Similarly, on transaction write, the rt of the data item is used to update transaction’s interval by an interval intersection with [rt, +∞). If the resulting interval closes then the transaction must abort.
Transactions serialize themselves after committed transactions as they read and pre-write data items. This alone, however, does not guarantee serializability of transactions, as reading transactions could conflict with each other. The conflict, although not materialized until commit time, will need to be dealt with if both transactions are to be committed. For example, a transaction that reads a data item conflicts with another transaction that pre-writes the same data item. No matter which one commits first, the reading transaction must be serialized before the pre-writing transaction.
It is therefore necessary to resolve conflicts between reading transactions and the committing transaction, in addition to resolving conflicts with committed transactions during the read phase. The same timestamp interval technique is used. When a transaction commits, it first enters a critical section, which blocks all commit requests and read requests to any data item in its write set. Blocking reads is necessary, because otherwise a read request between the validation and the write phase may introduce a dependency cycle, as we shall see later.
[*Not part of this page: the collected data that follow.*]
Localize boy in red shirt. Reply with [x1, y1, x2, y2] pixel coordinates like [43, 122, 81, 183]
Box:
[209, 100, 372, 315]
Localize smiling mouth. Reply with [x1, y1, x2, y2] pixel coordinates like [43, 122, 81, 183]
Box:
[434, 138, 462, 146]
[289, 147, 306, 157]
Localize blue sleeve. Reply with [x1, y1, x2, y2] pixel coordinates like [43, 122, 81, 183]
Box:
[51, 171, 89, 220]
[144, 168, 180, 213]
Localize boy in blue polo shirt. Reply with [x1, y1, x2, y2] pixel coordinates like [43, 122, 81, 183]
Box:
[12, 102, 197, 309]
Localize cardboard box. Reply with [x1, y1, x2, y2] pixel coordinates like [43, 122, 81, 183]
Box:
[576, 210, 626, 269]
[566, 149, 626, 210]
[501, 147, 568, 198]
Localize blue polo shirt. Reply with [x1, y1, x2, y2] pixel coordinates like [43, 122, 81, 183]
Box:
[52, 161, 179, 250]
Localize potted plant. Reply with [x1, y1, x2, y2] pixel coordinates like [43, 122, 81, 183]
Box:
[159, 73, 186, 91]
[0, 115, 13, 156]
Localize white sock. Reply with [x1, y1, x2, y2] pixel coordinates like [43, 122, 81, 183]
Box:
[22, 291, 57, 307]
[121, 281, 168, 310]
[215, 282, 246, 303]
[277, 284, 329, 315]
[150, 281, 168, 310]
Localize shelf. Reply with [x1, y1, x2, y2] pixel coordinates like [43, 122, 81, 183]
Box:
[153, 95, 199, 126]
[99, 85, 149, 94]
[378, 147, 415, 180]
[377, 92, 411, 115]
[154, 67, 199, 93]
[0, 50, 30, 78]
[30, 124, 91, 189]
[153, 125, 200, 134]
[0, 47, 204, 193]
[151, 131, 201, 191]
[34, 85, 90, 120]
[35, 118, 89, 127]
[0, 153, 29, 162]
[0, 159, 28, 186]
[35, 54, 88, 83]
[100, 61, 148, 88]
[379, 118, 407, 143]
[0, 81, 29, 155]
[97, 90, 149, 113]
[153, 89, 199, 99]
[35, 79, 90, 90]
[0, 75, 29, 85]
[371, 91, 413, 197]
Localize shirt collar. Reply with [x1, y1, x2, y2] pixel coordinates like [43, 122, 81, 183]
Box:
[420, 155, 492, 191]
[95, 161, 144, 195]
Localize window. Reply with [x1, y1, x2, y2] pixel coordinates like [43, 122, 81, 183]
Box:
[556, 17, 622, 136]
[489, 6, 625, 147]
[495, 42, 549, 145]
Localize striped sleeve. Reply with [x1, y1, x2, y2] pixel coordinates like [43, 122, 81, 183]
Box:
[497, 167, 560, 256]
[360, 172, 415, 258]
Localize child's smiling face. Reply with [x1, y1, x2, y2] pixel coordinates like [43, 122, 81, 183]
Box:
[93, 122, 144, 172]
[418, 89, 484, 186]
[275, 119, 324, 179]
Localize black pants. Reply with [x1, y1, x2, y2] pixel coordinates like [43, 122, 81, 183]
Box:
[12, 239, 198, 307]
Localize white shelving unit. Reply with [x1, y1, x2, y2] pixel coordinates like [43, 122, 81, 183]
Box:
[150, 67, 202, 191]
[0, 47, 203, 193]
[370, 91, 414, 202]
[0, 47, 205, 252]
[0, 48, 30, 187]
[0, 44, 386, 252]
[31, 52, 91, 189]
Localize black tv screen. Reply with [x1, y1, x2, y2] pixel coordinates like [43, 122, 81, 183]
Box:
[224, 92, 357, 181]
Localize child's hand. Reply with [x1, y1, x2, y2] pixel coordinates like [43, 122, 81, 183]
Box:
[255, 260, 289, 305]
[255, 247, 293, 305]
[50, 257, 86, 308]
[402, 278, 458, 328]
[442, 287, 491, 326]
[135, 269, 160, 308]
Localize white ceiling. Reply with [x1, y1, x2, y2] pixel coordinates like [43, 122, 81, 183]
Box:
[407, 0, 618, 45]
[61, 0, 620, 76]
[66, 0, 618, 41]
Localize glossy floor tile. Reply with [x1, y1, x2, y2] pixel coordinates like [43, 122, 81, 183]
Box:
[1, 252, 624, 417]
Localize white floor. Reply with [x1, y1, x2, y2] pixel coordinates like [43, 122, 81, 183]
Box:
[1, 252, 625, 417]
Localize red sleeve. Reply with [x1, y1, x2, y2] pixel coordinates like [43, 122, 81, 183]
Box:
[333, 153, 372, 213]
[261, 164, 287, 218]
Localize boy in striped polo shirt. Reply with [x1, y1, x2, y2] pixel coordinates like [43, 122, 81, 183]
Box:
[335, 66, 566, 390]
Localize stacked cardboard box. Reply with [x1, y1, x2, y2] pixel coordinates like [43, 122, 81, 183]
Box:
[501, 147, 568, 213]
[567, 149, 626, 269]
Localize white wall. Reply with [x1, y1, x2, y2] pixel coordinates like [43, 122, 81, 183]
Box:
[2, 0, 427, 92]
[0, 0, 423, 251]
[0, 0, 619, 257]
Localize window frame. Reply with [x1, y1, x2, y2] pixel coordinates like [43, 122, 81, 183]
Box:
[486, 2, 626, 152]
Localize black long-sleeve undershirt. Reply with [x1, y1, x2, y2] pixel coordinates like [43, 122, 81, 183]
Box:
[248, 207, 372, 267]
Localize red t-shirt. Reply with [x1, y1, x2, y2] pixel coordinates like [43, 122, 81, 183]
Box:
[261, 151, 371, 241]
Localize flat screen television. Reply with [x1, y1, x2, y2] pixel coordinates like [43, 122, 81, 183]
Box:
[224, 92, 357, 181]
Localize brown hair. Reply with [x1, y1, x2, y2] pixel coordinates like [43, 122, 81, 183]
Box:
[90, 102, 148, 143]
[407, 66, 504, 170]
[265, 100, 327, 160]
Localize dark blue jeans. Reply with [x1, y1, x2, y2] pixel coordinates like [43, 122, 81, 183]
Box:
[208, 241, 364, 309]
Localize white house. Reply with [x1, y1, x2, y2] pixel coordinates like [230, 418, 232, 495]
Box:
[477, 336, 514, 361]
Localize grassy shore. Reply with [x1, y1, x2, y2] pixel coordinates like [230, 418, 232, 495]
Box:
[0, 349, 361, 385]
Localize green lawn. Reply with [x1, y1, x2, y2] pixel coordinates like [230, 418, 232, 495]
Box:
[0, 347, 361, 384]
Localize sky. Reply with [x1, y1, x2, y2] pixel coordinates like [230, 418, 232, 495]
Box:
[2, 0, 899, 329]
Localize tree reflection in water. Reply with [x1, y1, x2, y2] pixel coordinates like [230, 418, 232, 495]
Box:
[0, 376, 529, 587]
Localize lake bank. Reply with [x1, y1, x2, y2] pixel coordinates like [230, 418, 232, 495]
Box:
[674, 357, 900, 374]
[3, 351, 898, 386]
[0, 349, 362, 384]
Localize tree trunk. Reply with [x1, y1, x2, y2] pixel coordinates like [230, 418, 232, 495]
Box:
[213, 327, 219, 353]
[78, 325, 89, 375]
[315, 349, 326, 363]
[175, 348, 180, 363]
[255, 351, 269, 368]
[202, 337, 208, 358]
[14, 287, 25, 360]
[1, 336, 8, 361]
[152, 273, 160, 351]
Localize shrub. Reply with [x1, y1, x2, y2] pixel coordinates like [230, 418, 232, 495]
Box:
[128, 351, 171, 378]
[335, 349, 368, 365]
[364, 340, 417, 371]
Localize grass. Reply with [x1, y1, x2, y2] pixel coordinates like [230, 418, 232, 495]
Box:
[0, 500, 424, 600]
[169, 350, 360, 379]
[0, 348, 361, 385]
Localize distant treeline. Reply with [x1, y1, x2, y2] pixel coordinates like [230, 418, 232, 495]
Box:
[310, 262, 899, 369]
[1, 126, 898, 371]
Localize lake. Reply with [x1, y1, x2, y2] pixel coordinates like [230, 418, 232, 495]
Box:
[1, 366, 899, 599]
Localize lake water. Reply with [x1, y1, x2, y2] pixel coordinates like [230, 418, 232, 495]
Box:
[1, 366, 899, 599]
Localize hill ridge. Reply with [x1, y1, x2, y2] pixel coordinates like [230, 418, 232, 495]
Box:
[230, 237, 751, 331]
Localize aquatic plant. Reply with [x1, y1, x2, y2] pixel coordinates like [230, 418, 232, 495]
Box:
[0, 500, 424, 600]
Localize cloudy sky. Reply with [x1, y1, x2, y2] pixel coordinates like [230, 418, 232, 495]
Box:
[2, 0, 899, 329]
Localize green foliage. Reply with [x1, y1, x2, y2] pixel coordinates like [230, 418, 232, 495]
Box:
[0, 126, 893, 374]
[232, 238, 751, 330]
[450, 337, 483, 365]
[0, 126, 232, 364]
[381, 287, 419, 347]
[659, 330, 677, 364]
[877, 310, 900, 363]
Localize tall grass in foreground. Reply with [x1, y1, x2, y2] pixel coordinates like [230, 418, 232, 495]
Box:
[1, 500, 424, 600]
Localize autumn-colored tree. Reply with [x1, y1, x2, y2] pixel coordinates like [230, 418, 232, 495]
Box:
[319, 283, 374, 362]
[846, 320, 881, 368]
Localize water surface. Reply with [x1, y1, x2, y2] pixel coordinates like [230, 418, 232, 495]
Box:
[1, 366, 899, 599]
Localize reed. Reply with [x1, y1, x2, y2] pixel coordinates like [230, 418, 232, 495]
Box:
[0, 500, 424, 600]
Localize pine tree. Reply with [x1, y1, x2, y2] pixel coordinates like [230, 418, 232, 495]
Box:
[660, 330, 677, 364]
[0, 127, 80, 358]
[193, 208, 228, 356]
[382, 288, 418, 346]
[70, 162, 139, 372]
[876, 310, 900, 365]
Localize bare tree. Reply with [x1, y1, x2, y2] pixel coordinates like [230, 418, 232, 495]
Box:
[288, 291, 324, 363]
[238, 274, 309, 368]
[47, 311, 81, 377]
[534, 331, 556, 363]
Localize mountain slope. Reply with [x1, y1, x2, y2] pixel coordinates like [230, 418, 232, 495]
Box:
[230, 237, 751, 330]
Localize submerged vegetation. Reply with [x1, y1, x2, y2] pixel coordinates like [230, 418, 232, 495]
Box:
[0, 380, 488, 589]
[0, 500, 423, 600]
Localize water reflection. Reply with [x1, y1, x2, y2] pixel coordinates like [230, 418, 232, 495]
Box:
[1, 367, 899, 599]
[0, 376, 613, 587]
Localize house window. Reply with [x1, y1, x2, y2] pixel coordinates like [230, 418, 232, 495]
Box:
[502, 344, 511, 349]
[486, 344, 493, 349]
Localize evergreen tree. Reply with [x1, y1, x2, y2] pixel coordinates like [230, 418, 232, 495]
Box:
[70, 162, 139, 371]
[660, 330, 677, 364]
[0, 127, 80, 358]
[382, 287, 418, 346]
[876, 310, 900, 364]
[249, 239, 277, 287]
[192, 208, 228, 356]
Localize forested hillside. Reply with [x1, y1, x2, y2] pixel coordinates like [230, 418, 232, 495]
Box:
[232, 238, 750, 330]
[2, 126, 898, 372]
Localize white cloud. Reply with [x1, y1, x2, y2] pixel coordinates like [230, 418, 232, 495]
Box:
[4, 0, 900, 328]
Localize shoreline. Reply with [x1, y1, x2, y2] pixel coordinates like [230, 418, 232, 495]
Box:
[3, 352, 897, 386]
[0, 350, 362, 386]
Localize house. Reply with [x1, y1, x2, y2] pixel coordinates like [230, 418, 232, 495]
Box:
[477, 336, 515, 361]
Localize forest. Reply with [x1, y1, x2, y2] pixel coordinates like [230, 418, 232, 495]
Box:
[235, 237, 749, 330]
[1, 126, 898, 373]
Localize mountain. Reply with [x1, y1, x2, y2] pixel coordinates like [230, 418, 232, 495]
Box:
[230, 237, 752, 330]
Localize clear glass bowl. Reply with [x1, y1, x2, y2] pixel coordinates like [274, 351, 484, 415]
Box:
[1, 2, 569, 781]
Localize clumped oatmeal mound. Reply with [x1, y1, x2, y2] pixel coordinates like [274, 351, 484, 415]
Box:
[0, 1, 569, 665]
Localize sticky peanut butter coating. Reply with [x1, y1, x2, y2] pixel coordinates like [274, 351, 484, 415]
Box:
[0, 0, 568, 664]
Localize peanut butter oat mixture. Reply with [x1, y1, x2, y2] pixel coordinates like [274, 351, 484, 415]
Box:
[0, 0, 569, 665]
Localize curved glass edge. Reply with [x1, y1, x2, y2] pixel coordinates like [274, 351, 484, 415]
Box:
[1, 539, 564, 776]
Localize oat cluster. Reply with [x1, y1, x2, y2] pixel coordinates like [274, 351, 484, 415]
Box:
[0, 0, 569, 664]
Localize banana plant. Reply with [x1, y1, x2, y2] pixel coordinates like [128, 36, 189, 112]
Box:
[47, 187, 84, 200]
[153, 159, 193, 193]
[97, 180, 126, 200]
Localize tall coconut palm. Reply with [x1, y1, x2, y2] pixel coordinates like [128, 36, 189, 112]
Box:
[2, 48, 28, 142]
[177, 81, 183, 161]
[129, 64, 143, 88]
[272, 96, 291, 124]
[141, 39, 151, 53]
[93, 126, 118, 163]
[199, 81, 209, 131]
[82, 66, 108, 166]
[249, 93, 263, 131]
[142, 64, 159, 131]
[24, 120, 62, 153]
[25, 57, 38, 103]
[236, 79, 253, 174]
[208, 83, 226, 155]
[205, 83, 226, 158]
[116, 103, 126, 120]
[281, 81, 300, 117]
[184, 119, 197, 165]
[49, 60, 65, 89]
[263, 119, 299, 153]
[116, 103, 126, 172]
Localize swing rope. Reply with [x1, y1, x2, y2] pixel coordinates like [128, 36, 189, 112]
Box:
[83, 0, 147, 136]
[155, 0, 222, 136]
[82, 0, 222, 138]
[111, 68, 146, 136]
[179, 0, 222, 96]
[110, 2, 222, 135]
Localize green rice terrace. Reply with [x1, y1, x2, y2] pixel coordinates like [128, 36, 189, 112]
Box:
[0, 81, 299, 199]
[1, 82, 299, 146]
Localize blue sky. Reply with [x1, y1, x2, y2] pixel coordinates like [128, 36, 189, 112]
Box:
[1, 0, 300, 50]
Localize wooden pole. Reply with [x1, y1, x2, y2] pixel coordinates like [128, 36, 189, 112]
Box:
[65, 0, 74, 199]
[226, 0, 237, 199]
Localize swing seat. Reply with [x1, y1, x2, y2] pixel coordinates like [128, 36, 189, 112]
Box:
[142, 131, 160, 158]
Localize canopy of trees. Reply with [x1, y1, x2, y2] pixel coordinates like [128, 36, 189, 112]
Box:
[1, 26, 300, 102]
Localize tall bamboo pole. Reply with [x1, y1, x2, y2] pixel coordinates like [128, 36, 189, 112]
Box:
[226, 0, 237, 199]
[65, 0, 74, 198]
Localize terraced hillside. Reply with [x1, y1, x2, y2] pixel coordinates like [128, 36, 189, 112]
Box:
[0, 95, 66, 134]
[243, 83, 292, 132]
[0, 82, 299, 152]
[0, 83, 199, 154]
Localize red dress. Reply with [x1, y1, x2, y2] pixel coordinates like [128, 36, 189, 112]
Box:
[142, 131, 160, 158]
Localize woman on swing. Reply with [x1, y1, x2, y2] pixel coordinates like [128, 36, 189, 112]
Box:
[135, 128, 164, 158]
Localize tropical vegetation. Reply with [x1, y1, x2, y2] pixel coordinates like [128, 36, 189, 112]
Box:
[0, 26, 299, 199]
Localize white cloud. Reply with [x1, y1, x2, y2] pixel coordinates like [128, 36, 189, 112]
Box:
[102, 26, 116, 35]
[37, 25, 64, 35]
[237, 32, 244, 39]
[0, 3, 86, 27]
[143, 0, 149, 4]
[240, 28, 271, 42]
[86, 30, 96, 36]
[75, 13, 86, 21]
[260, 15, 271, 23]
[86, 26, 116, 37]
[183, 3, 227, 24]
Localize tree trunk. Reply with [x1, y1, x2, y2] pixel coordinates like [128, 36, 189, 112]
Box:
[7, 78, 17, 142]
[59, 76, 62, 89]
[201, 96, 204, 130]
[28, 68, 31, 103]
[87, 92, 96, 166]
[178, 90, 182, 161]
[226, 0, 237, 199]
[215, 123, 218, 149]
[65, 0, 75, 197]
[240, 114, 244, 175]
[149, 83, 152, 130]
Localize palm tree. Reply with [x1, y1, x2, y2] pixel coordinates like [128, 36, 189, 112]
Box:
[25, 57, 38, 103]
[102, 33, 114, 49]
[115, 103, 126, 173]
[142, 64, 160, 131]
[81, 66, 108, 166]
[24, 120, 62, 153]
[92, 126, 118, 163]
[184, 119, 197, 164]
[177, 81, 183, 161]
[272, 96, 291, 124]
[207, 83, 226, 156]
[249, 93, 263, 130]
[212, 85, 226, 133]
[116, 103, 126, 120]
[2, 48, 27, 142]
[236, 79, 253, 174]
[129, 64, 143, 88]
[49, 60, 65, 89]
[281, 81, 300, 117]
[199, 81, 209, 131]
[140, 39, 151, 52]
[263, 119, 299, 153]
During validation, the transaction picks a commit timestamp from its interval. The selection of ct is not arbitrary, as it will affect the interval of other active transactions. In the paper it is recommended that the lower bound of the interval be chosen. The validation transaction then broadcasts its write set together with its ct to all other transactions. After receiving the broadcast, active transactions perform a set intersection between the broadcasted write set and their own read and write sets. If the write-read set intersection is non-empty, then the active transaction upper bounds its interval using the ct in the broadcast. Similarly, if the write-write set intersection is non-empty, then the active transaction lower bounds its interval using the ct in the broadcast. If the interval of the active transaction closes after processing the broadcast, then the transaction aborts.
During the write phase, the committing transaction writes back values in its write set. In addition, the rt and wt of data items in its read and write sets are updated respectively. Write timestamps are always updated to the ct of the committing transaction. Read timestamps, on the other hand, is not updated if the current rt is greater than the ct. This is possible because read transactions do not conflict with each other, and it is possible that a transaction with larger ct read the item and committed before the current transaction commits.
As an optimization, during the validation phase, the broadcast can be limited only to transactions whose read set has a non-empty intersection with its read and write set. A reader list and writer list for every data item must be maintained in this case, and only the ct is broadcasted. On receiving the broadcast, active transactions adjust their interval accordingly.